Las barreras burocráticas en un país que busca superar una pandemia

Eileen Infantas Montaldo

Abogada por la Pontificia Universidad Católica del Perú (2013). Especialidad en Derecho Público y Buen Gobierno por la misma universidad (2014). Magíster en Derecho de la Empresa por la misma universidad (2018). Asociada Senior del Estudio Echecopar (2017 – presente).


En nuestro país, las barreras burocráticas siempre han estado presentes en nuestro día a día. Llamamos «barreras burocráticas» a todas las exigencias, requisitos, prohibiciones o cobros que podemos encontrarnos en un rol de personas naturales, enfrentándonos a un trámite administrativo; o en un rol de personas jurídicas -empresas-, intentando obtener alguna autorización y cumplir con el marco legal.  
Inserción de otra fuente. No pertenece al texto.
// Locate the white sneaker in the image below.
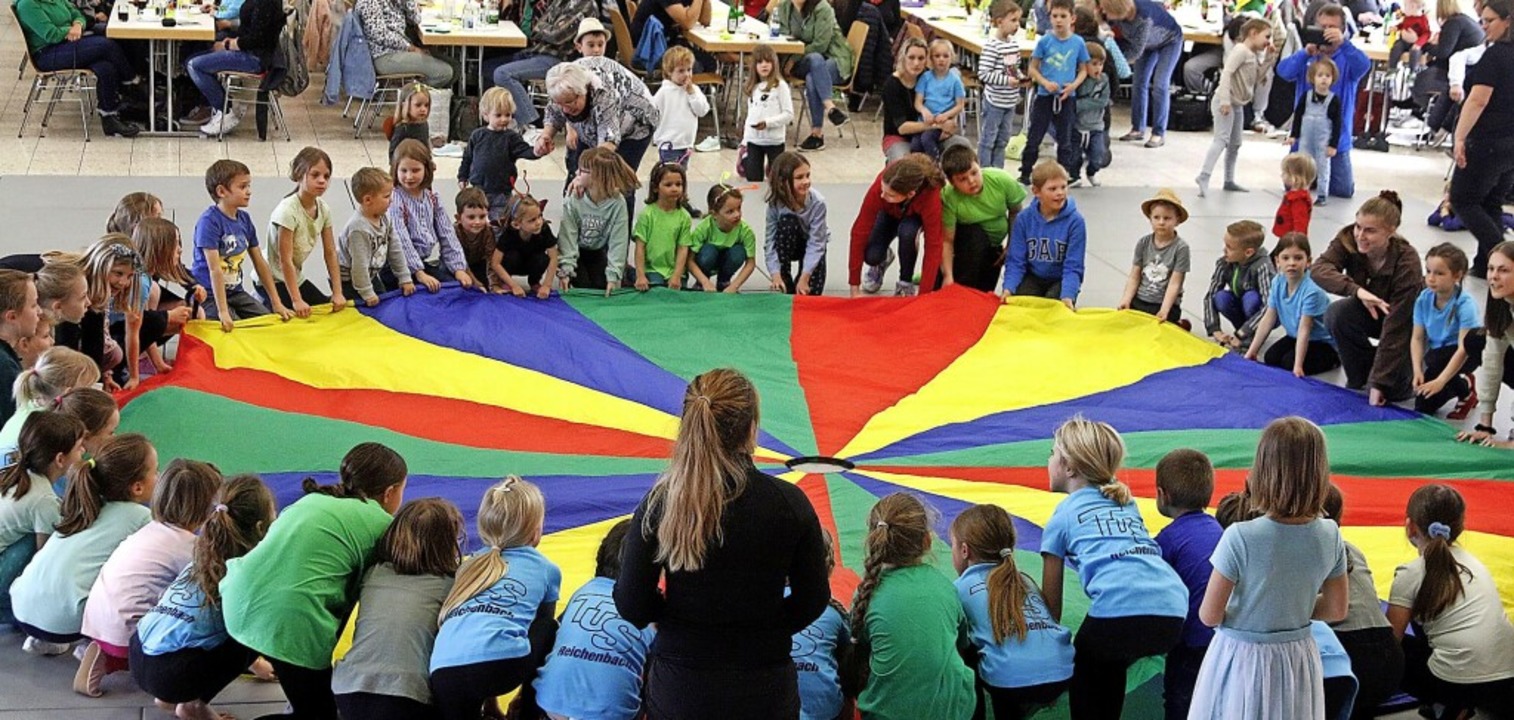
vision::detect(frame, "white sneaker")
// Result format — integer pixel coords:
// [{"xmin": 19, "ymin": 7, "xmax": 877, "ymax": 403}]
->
[
  {"xmin": 861, "ymin": 248, "xmax": 893, "ymax": 295},
  {"xmin": 21, "ymin": 637, "xmax": 70, "ymax": 656}
]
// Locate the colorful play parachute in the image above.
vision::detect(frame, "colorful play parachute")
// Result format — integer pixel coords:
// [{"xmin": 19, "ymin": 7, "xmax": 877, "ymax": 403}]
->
[{"xmin": 121, "ymin": 287, "xmax": 1514, "ymax": 717}]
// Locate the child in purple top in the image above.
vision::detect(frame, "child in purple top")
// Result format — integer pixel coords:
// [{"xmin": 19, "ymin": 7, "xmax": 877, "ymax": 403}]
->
[{"xmin": 1157, "ymin": 449, "xmax": 1225, "ymax": 720}]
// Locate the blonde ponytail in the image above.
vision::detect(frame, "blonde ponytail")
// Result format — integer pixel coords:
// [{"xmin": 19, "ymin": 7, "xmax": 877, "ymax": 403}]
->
[
  {"xmin": 642, "ymin": 369, "xmax": 757, "ymax": 572},
  {"xmin": 436, "ymin": 475, "xmax": 547, "ymax": 625}
]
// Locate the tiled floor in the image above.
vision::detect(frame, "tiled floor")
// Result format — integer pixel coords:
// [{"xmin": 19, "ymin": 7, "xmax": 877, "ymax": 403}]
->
[{"xmin": 0, "ymin": 8, "xmax": 1481, "ymax": 720}]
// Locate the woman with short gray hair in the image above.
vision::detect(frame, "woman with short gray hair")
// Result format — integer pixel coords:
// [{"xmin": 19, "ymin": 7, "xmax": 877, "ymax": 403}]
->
[{"xmin": 536, "ymin": 57, "xmax": 660, "ymax": 180}]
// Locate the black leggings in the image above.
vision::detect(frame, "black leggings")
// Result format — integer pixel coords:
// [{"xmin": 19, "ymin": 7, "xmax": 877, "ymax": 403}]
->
[
  {"xmin": 336, "ymin": 693, "xmax": 442, "ymax": 720},
  {"xmin": 430, "ymin": 610, "xmax": 557, "ymax": 720},
  {"xmin": 972, "ymin": 678, "xmax": 1067, "ymax": 720},
  {"xmin": 642, "ymin": 653, "xmax": 799, "ymax": 720},
  {"xmin": 1414, "ymin": 333, "xmax": 1488, "ymax": 414},
  {"xmin": 1261, "ymin": 334, "xmax": 1340, "ymax": 375},
  {"xmin": 1067, "ymin": 616, "xmax": 1184, "ymax": 720},
  {"xmin": 130, "ymin": 632, "xmax": 257, "ymax": 703},
  {"xmin": 259, "ymin": 655, "xmax": 338, "ymax": 720},
  {"xmin": 1335, "ymin": 628, "xmax": 1403, "ymax": 720},
  {"xmin": 1403, "ymin": 625, "xmax": 1514, "ymax": 720},
  {"xmin": 742, "ymin": 142, "xmax": 783, "ymax": 183},
  {"xmin": 774, "ymin": 213, "xmax": 825, "ymax": 295}
]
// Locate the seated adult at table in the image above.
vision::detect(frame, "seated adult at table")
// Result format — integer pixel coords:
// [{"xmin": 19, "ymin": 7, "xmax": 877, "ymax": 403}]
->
[
  {"xmin": 1099, "ymin": 0, "xmax": 1182, "ymax": 148},
  {"xmin": 631, "ymin": 0, "xmax": 725, "ymax": 70},
  {"xmin": 1310, "ymin": 191, "xmax": 1425, "ymax": 405},
  {"xmin": 1278, "ymin": 5, "xmax": 1372, "ymax": 198},
  {"xmin": 881, "ymin": 38, "xmax": 974, "ymax": 163},
  {"xmin": 772, "ymin": 0, "xmax": 855, "ymax": 151},
  {"xmin": 15, "ymin": 0, "xmax": 142, "ymax": 138},
  {"xmin": 185, "ymin": 0, "xmax": 288, "ymax": 135},
  {"xmin": 942, "ymin": 145, "xmax": 1026, "ymax": 292},
  {"xmin": 353, "ymin": 0, "xmax": 454, "ymax": 89},
  {"xmin": 1450, "ymin": 0, "xmax": 1514, "ymax": 277},
  {"xmin": 1417, "ymin": 0, "xmax": 1487, "ymax": 130},
  {"xmin": 484, "ymin": 0, "xmax": 609, "ymax": 127}
]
Es importante tener en cuenta que las «barreras burocráticas» no son negativas per sé.  En efecto, para la existencia de un orden en el mercado, las entidades de la Administración Pública establecen ciertas reglas que pueden ser exigencias, requisitos, prohibiciones o cobros, que serán legales y razonables. Ello, en tanto han sido previstas respetando las competencias, sin vulnerar el marco normativo vigente, así como habiéndose evaluado que se trata de la medida idónea y con mayores beneficios, sin que exista otra mejor alternativa.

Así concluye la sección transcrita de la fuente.